De plus, la metG n’est pas essentielle dans les souches où le gène est dupliqué : en ciblant une copie, l’autre peut toujours être exprimée et la cellule peut continuer à se développer normalement. Pensez-y comme une voiture électrique à deux moteurs : si l’un tombe en panne, l’autre peut toujours vous ramener chez vous. De même, les gènes ycaR-kdsB n’étaient pas essentiels dans les souches possédant l’homologue (un gène avec une ascendance partagée) kpsU, qui pourrait remplir la même fonction. Ils ont découvert que chaque souche possédait entre 10 et 17 gènes supplémentaires homologues à des gènes essentiels. Cependant, les homologues ne sont parfois pas suffisamment exprimés pour contrebalancer le manque des gènes essentiels. A titre d’exemple, nrdA et nrdB restent essentiels dans les souches APEC O1 et TA447, bien qu’ayant des homologues : ces homologues ne sont tout simplement pas assez exprimés.

Types de gènes

Dans des cas plus subtils, ils ont observé une redondance fonctionnelle mais n’ont pu trouver aucun gène homologue. Ce fut le cas pour le gène dut dans les souches APEC O1 et TA447. Ils ont réalisé que ces souches possédaient un plasmide (un petit morceau d’ADN extra-chromosomique) avec des gènes censés avoir une fonction apparentée. Ils pouvaient se limiter à un gène en particulier, dont ils ont prouvé qu’il remplissait exactement la même fonction que le devoir. Comme ce gène n’est pas lié à l’évolution de dut, il s’agit d’un analogue. Vous pouvez penser au moteur et au moteur électrique des voitures hybrides : les deux moteurs sont très différents, mais remplissent la même fonction.

Enfin, ils voulaient savoir pourquoi certains gènes ne sont pas essentiels dans la plupart des souches, mais deviennent soudain essentiels dans d’autres. Les scientifiques ont observé de tels gènes dans 13 des 18 souches. Pour la plupart de ces gènes « variablement essentiels » de la souche K-12, ils ont remarqué que c’était parce qu’ils possédaient un homologue dysfonctionnel : si votre voiture électrique à deux moteurs mais qu’un est en panne, le dernier devient critique. 

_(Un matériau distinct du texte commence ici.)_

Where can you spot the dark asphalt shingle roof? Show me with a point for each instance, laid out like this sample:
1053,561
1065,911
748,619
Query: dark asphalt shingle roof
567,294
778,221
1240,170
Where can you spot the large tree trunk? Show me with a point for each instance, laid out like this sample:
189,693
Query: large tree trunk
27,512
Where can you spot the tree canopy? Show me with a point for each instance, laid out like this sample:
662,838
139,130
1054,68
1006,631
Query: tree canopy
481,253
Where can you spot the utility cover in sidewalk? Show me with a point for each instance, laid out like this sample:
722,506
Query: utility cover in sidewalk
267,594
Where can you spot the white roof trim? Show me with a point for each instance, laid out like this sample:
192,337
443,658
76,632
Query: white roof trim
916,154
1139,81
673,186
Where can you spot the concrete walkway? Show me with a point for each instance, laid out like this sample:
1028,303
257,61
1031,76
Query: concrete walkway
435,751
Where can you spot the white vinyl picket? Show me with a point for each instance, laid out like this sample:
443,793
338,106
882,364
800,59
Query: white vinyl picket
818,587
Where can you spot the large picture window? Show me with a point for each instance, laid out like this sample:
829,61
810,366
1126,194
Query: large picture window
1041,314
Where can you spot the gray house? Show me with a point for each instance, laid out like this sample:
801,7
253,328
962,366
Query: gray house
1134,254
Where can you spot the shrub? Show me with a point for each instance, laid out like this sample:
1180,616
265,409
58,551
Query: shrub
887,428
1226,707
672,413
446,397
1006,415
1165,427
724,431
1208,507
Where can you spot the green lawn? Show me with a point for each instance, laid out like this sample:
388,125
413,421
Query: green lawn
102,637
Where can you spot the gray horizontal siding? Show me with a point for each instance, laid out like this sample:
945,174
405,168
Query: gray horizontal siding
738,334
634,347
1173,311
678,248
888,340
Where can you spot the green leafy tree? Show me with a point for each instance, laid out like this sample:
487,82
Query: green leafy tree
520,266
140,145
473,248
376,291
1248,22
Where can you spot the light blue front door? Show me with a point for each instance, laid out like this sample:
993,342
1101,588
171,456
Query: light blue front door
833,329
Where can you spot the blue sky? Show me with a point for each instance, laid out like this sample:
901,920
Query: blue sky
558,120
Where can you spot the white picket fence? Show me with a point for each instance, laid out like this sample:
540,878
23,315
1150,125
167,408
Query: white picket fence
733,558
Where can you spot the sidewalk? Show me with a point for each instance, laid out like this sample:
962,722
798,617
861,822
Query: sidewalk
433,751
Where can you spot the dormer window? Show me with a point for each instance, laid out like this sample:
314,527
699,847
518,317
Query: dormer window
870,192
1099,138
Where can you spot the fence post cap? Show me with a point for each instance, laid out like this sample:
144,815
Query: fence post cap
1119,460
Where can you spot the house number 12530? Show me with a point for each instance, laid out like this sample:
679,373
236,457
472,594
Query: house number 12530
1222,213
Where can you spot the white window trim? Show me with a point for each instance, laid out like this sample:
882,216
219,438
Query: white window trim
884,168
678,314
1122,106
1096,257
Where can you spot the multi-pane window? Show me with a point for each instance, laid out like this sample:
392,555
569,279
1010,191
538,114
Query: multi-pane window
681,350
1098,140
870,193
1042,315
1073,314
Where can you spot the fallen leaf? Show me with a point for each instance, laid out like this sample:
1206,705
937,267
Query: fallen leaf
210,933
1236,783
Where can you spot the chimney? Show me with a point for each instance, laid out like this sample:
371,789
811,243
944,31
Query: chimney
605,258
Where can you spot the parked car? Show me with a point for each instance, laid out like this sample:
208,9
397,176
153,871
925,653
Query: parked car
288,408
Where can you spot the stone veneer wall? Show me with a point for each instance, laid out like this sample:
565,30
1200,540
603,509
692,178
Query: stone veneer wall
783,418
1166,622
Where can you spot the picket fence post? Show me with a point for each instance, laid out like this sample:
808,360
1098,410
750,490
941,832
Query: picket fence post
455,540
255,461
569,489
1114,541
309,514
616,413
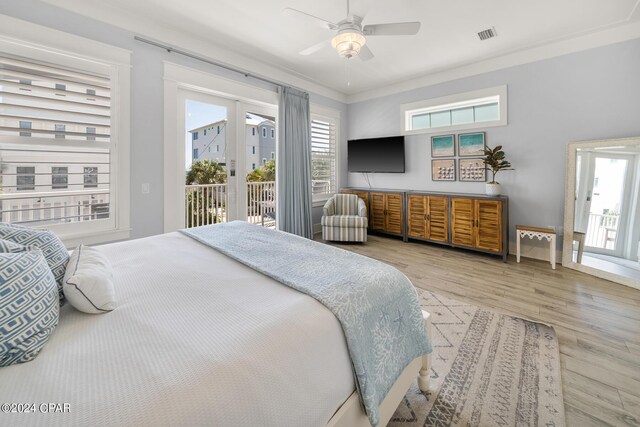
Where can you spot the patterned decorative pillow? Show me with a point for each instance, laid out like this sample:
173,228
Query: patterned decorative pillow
29,306
51,246
7,246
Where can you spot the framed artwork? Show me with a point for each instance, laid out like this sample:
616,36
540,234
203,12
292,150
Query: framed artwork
443,170
472,170
471,144
443,146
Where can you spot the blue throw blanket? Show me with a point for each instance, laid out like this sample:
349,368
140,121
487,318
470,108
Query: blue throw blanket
375,303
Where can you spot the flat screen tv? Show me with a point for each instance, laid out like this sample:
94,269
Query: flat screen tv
382,155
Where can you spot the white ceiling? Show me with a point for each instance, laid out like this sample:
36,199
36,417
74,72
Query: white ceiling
447,39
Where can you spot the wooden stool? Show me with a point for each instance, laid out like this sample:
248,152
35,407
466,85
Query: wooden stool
540,233
578,236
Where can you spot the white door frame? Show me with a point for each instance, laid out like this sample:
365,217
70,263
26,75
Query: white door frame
621,236
177,79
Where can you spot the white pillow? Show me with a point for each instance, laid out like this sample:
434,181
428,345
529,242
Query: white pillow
88,281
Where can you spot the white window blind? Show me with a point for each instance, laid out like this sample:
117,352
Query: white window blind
323,157
56,122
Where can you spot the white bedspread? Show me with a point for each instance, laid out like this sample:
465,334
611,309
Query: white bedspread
197,339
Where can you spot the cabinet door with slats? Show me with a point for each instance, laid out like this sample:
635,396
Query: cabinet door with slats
364,195
394,213
462,218
417,215
376,213
489,225
438,218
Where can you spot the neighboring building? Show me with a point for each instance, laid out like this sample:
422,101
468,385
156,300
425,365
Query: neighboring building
51,188
209,142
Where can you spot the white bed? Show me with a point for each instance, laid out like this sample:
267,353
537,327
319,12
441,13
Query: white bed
197,339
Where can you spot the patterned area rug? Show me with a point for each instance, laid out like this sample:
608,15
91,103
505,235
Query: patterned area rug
488,369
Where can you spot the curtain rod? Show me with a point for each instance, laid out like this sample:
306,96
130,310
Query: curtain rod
245,73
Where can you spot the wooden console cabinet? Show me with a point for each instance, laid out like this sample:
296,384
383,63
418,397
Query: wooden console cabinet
428,217
386,212
477,224
467,221
385,209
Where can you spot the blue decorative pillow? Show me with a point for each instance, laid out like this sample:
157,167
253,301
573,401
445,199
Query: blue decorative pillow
51,246
29,306
7,246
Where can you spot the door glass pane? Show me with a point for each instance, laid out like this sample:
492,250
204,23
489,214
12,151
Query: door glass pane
606,203
205,163
260,138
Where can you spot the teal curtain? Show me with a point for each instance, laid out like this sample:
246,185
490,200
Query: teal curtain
294,163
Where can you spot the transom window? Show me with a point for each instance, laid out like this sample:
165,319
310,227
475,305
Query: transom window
469,110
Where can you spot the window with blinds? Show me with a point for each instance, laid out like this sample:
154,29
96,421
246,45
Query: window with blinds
55,143
323,157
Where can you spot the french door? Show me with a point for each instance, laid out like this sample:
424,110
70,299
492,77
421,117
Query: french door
601,210
229,150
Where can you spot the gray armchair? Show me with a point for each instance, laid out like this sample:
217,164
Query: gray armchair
344,219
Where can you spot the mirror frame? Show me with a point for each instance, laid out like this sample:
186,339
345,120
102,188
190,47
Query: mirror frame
569,209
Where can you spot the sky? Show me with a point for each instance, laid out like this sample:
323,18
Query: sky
199,114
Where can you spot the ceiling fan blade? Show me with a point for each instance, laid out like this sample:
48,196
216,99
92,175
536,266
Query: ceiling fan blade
396,29
322,22
365,53
314,48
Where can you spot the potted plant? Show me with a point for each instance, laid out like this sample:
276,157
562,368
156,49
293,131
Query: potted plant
494,161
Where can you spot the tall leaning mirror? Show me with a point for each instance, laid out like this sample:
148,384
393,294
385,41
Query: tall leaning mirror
602,209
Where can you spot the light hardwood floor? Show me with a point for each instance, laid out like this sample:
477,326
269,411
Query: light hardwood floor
597,321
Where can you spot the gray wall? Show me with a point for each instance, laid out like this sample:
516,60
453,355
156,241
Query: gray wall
147,102
593,94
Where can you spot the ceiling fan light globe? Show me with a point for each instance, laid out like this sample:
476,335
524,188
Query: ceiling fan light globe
348,43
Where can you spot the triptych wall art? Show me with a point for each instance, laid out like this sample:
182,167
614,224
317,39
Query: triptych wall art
469,169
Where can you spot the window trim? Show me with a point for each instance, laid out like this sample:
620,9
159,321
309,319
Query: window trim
461,100
321,112
69,51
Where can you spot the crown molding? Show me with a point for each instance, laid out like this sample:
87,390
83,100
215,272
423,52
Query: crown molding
628,31
138,25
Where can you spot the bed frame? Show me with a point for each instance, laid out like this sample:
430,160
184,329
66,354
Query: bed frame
350,414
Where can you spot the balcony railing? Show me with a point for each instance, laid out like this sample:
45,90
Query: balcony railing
261,203
207,204
602,231
54,207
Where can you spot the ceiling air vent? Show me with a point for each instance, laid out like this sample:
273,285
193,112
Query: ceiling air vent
489,33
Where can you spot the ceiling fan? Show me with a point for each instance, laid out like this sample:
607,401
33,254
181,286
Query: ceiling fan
350,35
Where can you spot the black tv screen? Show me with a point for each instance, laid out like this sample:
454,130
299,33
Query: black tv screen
384,155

Afin de comprendre l’essentialité variable d’autres gènes, ils ont utilisé l’évolution expérimentale. De cette façon, ils ont généré des bactéries mutantes dans lesquelles le gène d’intérêt n’était plus essentiel. En séquençant les génomes des souches évoluées et ancestrales, Rousset et ses collaborateurs ont découvert que le gène d’intérêt fait partie d’un système toxine-antitoxine. De tels systèmes sont des éléments génétiques « addictifs », dans lesquels un gène forme un produit toxique que le second gène neutralise. Si les deux gènes sont présents, la cellule va bien, mais la cellule meurt si l’antitoxine manque. Les systèmes toxine-antitoxine sont utilisés par certaines bactéries pour se défendre contre les virus. D’autres gènes « variablement essentiels » correspondaient également à des systèmes de défense virale. Comme nous, il semble que les bactéries luttent toujours contre les virus !


Article original: Rousset, F., Cabezas-Caballero, J., Piastra-Facon, F. et al. The impact of genetic diversity on gene essentiality within the Escherichia coli species. Nat Microbiol 6, 301–312 (2021).